Report: lead paint levels at elementary higher than district estimates
A renovated stairwell in Mann Elementary contains levels of lead-based paint above the state limit, according to an analysis performed by the University of Iowa Hygienic Laboratory on May 10, 2010.
The Iowa Department of Public Health defines lead-based paint as paint containing 0.5 percent or more lead. The north stairwell of Mann contains 0.6 percent, the lab found.
University of Iowa Professor Edwin Stone, one of two Iowa City residents who recently sued the district for allegedly ignoring open-records laws, sent a copy of this report to the members of the School Board and Superintendent Steve Murley Wednesday night.
Stone said he first presented the report to Murley and board President Patti Fields in December 2010.
Stone called attention in the e-mail to a video of the April 26 School Board meeting, in which Paul Bobek, the district’s executive director of administrative services, said he believes samples from the stairwell came back within acceptable limits.
“Though I find your persistence irritating at times, we are absolutely obligated to respond to your inquiries as we must anyone’s,” wrote board member Sarah Swisher in an April 11 e-mail to Stone.
“The problem is your concerns are always well-researched.
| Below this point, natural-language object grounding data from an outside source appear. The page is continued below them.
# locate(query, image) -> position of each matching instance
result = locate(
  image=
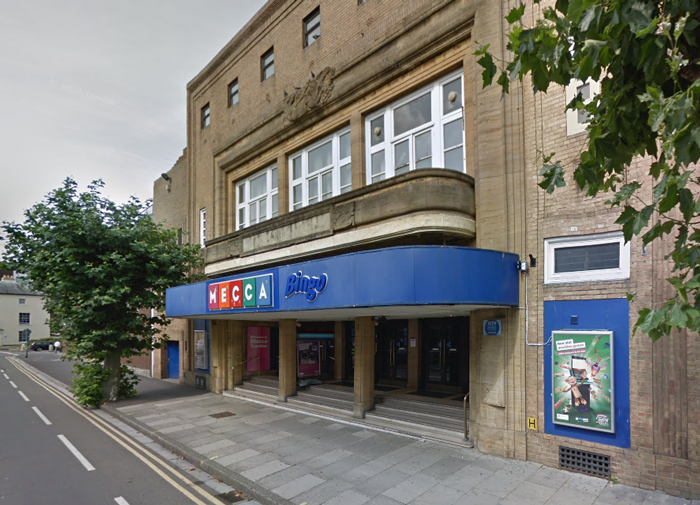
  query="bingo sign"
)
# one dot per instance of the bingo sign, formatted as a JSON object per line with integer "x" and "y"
{"x": 582, "y": 380}
{"x": 248, "y": 293}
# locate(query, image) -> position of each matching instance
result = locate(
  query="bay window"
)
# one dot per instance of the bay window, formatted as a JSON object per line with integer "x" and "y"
{"x": 321, "y": 171}
{"x": 423, "y": 130}
{"x": 256, "y": 197}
If there are parents who do not know about the presence of lead in our buildings, no matter how small, it is important for the board to have a public discussion on the problem.”
Swisher and Fields could be not be reached for comment, and neither could most other board members. Board member Gayle Klouda and Assistant Superintendent Ann Feldmann said they didn’t have enough information to comment. District staff said Murley was out of office for the week.
Stone said he is worried such responses have made it difficult for members of the public to bring their concerns to the board’s attention.
“After months of trying to get a substantive response, you’re characterized as being irritating instead of a good citizen who is bringing a serious matter to the attention of someone who could do something about it,” he said. “I want people to treat the schools the way they would treat their own homes.”
In schools with students under age 6, when a renovation or repair involves a lead-paint-containing area more than 1 square foot in size, Iowa law requires the district to notify parents in advance and take preventative measures to protect children and staff from lead exposure. Stone said he has asked the district, which he said scraped and repainted a portion of Mann’s north stairwell in 2010, whether the repaired area was large enough to trigger government-mandated reporting; he said he has not received a response.
Kevin Officer, an environmental specialist at the Iowa Department of Public Health, said it is more important to focus on the setting of a lead paint-based area rather than the exact statistics of the lead concentration.
“It becomes a hazard when paint starts to break down, peel, and deteriorate,” he said. “At that point, it becomes a potential hazard to kids. Younger kids are more susceptible because their bodies are still in developmental stages.”